Please make your tax-free donation now to the American Aglaonema Society. Every dollar brings us one step closer to a cure.
The Real Cure The real cure, of course, would be for someone trying to sell this plant to give it a sexy, marketable name, like 'Bloody Mary,' 'Passion Fire,' or 'Flaming Flag.' I first discovered the plant above at a tropical plant show in Miami a few years ago and asked what they had named this glorious new creation.
"Red,'' they said.
******************************Palm smacking forehead.***************************
It is now called 'Siam Aurora.' Well, that's a start. Not a good one, but a start.
What's in a Name? Most of you are familiar with Aglaonema, even if you've never called it that.

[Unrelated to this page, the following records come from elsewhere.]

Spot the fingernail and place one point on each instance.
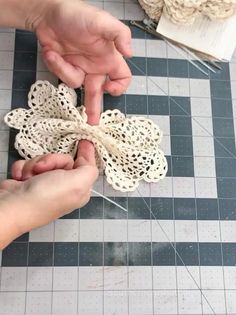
(18, 175)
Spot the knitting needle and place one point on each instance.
(153, 25)
(171, 45)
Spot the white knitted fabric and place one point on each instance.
(185, 11)
(128, 148)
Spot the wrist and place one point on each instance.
(24, 14)
(10, 211)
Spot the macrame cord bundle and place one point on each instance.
(185, 11)
(127, 148)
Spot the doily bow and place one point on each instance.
(127, 148)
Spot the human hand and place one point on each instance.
(83, 45)
(44, 189)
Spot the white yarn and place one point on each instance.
(127, 148)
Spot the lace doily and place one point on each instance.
(128, 148)
(185, 11)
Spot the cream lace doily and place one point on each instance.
(127, 148)
(185, 11)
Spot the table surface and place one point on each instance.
(101, 260)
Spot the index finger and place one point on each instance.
(120, 77)
(93, 88)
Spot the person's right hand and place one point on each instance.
(44, 189)
(82, 44)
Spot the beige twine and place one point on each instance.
(185, 11)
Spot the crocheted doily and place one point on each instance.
(128, 148)
(185, 11)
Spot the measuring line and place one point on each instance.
(163, 230)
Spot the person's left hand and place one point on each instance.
(82, 44)
(44, 189)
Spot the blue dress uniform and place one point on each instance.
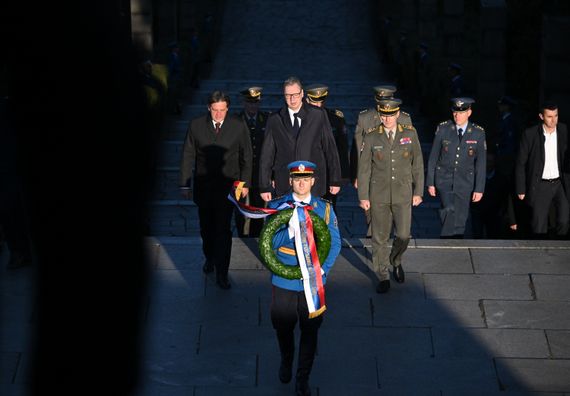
(288, 302)
(456, 168)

Chinese evergreen (Aglaonema modestum) is a tough-as-nails, popular houseplant. The caladium-like leaves are marbled green-and-silver. Until recently that's about the only kind you could get. But then plant breeders in Thailand and Indonesia started cranking out hybrids with spectacular leaves and stems in an incredible array of colors and patterns. Feast your eyes on these.
This gem is called 'Sparkling Sarah.' Take her home and feel sparkly all over.
And this heart-breaker is 'Valentine.' Surely, you know someone who deserves one.
Bright orange stems and burgundy-green leaves distinguish 'Fire Flash.' (At last! A cool name!)
And this hottie is 'Big Bertha.' Sounds perfect for your office or hamburger joint.
How to Grow No houseplant is easier to grow. It tolerates dry, indoor air and doesn't need direct sun, only indirect light from a window a few feet away (or the fluorescent light in an office). It slowly grows 18-24 inches tall and seldom needs grooming or repotting. Water only when the soil feels dry, letting excess water drain from the bottom of the pot. (If you forget to water and the plant wilts into a death-like state, it's no biggie. Just water it and it will quickly recover.) Fertilize once a month in summer with a water-soluble houseplant fertilizer.